Le poids des ans Alourdit Placide , l’heure de la relève pour Haïti ?
Depuis 2008, Johnny Placide est une véritable institution dans les buts de la sélection haïtienne. Il nous a offert des arrêts spectaculaires, des parades qui faisaient vibrer tout un pays. Face aux grands attaquants, en Ligue 1 ou sur la scène internationale, il a souvent été notre bouclier, notre fierté. Il a arrêté des penalties, repoussé des tirs puissants, et porté haut les couleurs des Grenadiers. Pour tout ça, on ne pourra jamais assez le remercier.
Mais voilà, à 38 ans, le corps parle. Et ce qu’on voit sur le terrain commence à inquiéter. Son physique semble plus lourd, son agilité sur sa ligne n’est plus la même. Hier soir, à Philadelphie, face au Brésil, les trois buts encaissés ont mis en lumière des difficultés qui ne datent pas d’hier.
Retour sur des signes avant-coureurs
Ce n’est pas la première fois qu’on observe ces failles. Contre le Pérou, en match amical, le premier but vient d’un ballon que Placide repousse directement dans sa surface. L’attaquant adverse n’a eu qu’à pousser le rebond au fond des filets.
Face à l’Écosse, même scénario : une frappe repoussée par le gardien, mais le ballon reste dans la zone dangereuse. McGinn, à l’affût, reprend et marque. Un classique du genre, qui commence à devenir récurrent.
Hier contre le Brésil : les trois buts qui font mal
Le premier but brésilien est presque une copie des précédents. Vinicius Jr envoie une frappe puissante. Placide repousse, mais encore une fois, le ballon traîne dans sa surface. Il est au sol, lent à se relever, et Matheus Cunha en profite pour pousser le ballon dans le but vide. Ce n’était même pas un tir, juste une déviation d’un dégagement du défenseur haïtien, Hannes Delcroix.
Le deuxième but ? Cunha est excentré côté gauche. Il frappe au premier poteau, un angle très fermé. Placide tente de plonger, mais il fait une culbute et se retrouve dos au sol, impuissant. On a vu un gardien déséquilibré, qui n’a pas pu se déployer correctement.

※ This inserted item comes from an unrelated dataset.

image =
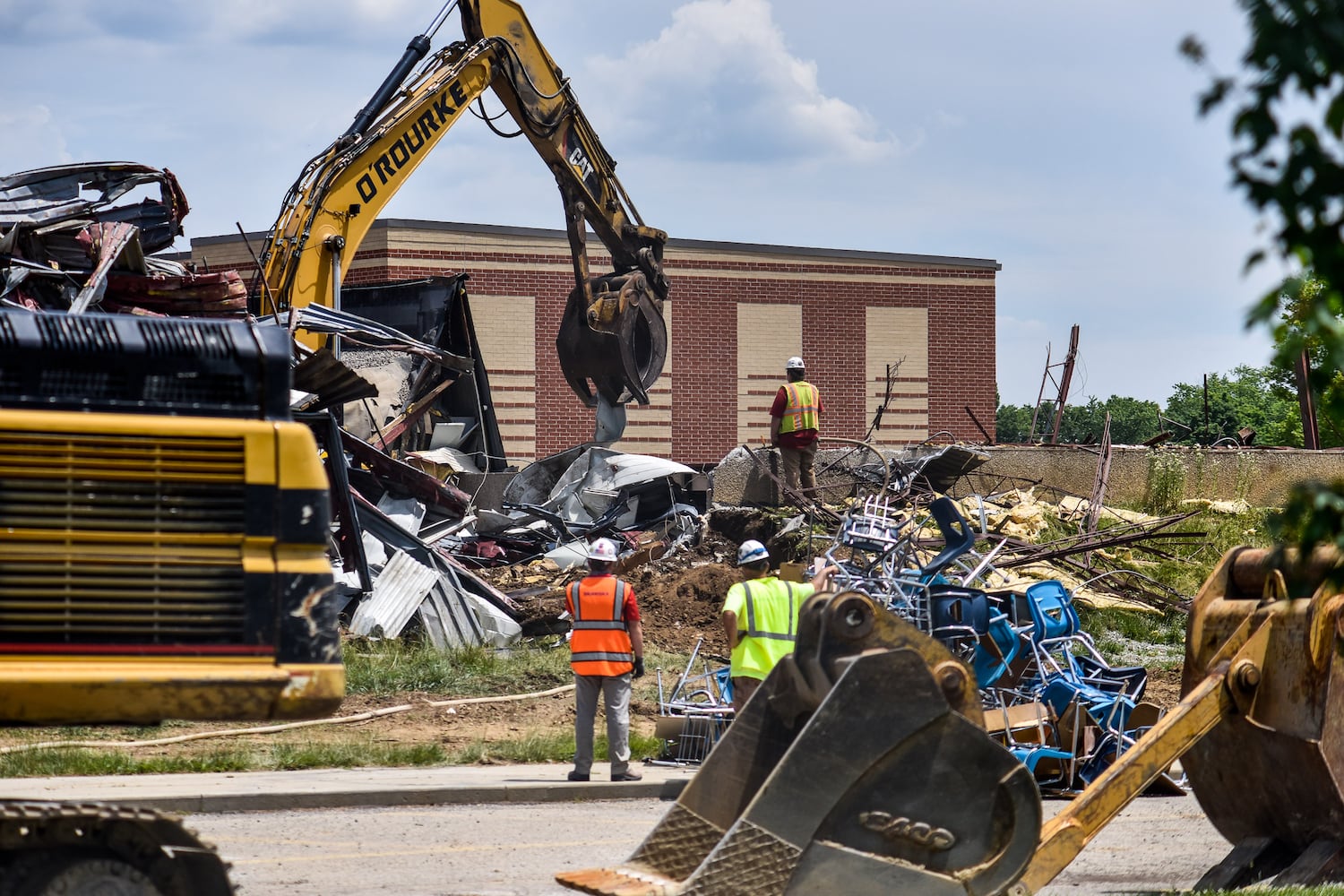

Le troisième but est le plus parlant. Vinicius Jr se retrouve seul face à Placide. Il feinte, prend le temps, et au lieu de chercher la lucarne, il envoie une frappe rasante au deuxième poteau. Le problème ? Placide a les pieds en l’air, il n’est pas ancré au sol, et le ballon passe en dessous de lui. Un geste qui aurait été impensable il y a quelques années.
Un grand gardien, mais jusqu’à quand ?
On ne remet pas en cause son passé glorieux. Placide restera une légende du football haïtien. Mais aujourd’hui, son corps ne suit plus. Ses relances au pied sont souvent imprécises, ses déplacements sont lents, et il semble avoir perdu cette détente qui faisait sa force.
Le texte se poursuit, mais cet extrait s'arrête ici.